Pediatric and adult genetic services include a genetic evaluation and consultation provided by a clinical geneticist.  Clinical geneticists are physicians who have primary medical training in another area of medicine and are specially trained in clinical medical genetics.  Often, a clinical geneticist works with a genetic counselor.  Genetic counselors are professionals who completed postgraduate education in medical genetics and counseling. Who can benefit from genetic evaluation and consultation services? 


(PLEASE NOTE: This list is meant to serve as a guideline and may not include every possible indication for referral for genetics services.) 


  • Newborns, Children or Adults with:

  • Birth defect(s)

  • Abnormal newborn screening result

  • Mental retardation

  • Learning disabilities

  • Developmental delay

  • Autism or autistic features

  • Speech delay

  • Growth failure

  • Failure to thrive

  • Neuropsychiatric disorders

  • Hearing impairment

  • Visual impairment

  • Unusual physical features

  • Adolescents or Adults with:

  • Reproductive health problems (examples: history of infertility / multiple miscarriages / stillbirth, failure to develop at puberty, failure to menstruate, etc.)

  • Strong personal and/or family history of cancer

What is the purpose of a genetics evaluation?
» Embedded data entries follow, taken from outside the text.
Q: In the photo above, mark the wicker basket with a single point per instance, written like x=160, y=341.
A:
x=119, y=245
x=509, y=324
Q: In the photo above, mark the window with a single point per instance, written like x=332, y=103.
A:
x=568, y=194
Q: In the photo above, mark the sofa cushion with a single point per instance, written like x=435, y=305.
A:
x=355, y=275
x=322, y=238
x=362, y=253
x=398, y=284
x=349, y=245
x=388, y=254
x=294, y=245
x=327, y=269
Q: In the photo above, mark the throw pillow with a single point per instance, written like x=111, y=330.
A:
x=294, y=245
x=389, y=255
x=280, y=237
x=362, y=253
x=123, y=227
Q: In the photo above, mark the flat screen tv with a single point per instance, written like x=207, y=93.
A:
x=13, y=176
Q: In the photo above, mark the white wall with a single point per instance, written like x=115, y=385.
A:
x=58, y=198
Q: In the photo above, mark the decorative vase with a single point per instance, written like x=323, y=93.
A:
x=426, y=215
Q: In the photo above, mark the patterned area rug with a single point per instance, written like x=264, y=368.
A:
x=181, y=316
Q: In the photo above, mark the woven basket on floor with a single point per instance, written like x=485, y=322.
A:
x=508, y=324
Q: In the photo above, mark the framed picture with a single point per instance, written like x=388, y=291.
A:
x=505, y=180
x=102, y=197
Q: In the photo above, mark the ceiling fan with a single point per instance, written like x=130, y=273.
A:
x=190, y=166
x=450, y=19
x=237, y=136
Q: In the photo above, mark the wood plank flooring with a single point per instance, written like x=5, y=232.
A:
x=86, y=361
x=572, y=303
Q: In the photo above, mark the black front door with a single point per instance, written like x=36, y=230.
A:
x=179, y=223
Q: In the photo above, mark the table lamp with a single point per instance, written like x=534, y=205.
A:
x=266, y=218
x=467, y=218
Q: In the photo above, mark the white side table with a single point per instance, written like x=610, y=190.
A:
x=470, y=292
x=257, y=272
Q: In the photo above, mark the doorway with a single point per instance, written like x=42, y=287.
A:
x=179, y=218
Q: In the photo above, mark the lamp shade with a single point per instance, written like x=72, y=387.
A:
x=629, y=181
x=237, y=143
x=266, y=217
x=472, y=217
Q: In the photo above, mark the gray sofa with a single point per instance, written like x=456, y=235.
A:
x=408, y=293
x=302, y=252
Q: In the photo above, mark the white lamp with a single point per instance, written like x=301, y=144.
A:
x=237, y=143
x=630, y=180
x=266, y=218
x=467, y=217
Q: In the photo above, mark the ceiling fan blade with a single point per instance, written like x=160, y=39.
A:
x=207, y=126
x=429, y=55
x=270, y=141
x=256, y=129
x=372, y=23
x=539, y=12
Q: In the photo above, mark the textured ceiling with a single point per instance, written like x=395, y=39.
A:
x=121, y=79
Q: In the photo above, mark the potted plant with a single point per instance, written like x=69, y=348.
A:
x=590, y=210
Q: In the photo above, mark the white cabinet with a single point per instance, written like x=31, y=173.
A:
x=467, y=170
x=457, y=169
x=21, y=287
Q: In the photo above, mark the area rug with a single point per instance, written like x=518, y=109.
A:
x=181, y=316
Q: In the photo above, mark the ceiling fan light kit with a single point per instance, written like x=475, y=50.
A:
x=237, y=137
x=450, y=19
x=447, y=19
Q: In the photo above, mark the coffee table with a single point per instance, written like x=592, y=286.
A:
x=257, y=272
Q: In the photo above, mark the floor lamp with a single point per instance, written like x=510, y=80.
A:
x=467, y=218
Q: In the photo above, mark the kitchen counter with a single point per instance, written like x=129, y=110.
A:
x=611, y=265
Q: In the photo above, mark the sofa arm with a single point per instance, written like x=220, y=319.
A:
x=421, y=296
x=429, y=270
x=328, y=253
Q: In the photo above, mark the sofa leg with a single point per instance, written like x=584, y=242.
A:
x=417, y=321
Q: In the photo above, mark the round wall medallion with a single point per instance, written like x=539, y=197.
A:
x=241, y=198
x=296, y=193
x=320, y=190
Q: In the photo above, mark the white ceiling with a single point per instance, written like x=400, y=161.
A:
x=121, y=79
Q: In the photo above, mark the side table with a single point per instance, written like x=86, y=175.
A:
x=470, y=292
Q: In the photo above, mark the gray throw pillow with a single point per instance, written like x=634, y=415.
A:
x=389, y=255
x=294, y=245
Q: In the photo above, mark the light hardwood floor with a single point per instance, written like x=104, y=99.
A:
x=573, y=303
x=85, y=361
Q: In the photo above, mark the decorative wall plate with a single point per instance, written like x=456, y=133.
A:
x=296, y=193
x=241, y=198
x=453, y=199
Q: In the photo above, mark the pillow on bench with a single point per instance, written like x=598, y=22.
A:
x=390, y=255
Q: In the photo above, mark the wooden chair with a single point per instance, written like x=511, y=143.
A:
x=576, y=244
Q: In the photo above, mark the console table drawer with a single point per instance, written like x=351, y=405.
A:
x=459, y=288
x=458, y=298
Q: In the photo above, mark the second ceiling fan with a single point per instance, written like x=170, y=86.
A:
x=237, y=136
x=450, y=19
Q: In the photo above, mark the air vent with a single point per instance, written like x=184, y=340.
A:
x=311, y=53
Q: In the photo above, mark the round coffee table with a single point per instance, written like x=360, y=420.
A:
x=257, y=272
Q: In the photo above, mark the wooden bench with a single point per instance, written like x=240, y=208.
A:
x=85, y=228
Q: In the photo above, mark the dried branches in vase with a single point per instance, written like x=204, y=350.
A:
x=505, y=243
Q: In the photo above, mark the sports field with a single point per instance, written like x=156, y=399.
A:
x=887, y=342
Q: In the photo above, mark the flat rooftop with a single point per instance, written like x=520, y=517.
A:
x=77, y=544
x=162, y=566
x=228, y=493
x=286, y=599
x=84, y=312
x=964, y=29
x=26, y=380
  • To establish or confirm a specific diagnosis, if possible

  • To complete testing that might help confirm or rule out a specific disorder or group of disorders.

  • To assess recurrence risks for family members (risks for future children or other relatives)

  • To provide individualized, education and support

  • To make referrals to appropriate specialists, if indicated

  • To outline and provide future medical management and follow up

Questions families often have during a genetic consultation:

  • Why did the condition occur?

  • What future problems may occur with the condition?

  • Can these problems be avoided or alleviated?

  • How can the symptoms be managed?

  • What are the chances that the condition may occur again in another child?

  • Who else in my family may be affected?

  • Common reasons for established patients to seek genetic services:

  • Assess new medical problems and related concerns

  • Assess compliance with and efficacy of recommended management

  • Provide ongoing, age appropriate education, including new testing options and management guidelines

  • Evaluate other at risk family members

What Happens During a Genetic Evaluation?
A genetics evaluation generally includes:

  • Discussion of the reason for the referral

  • Review of the family, medical and pregnancy histories

  • A detailed physical examination looking for unique or unusual physical characteristics that might offer clues to the underlying cause of a condition.

  • Once the family history is reviewed and the physical exam completed, the clinical geneticist discusses his or her impressions with the family.  Sometimes testing may be recommended to help make a diagnosis.

  • This is a very individualized process.   The genetic specialist can attempt to answer all of a family’s questions about what to expect in the future, current medical and/or health  implications, available treatment options, the chance to have additional children with the same diagnosis, other family members that may also be at risk and available prenatal diagnostic options.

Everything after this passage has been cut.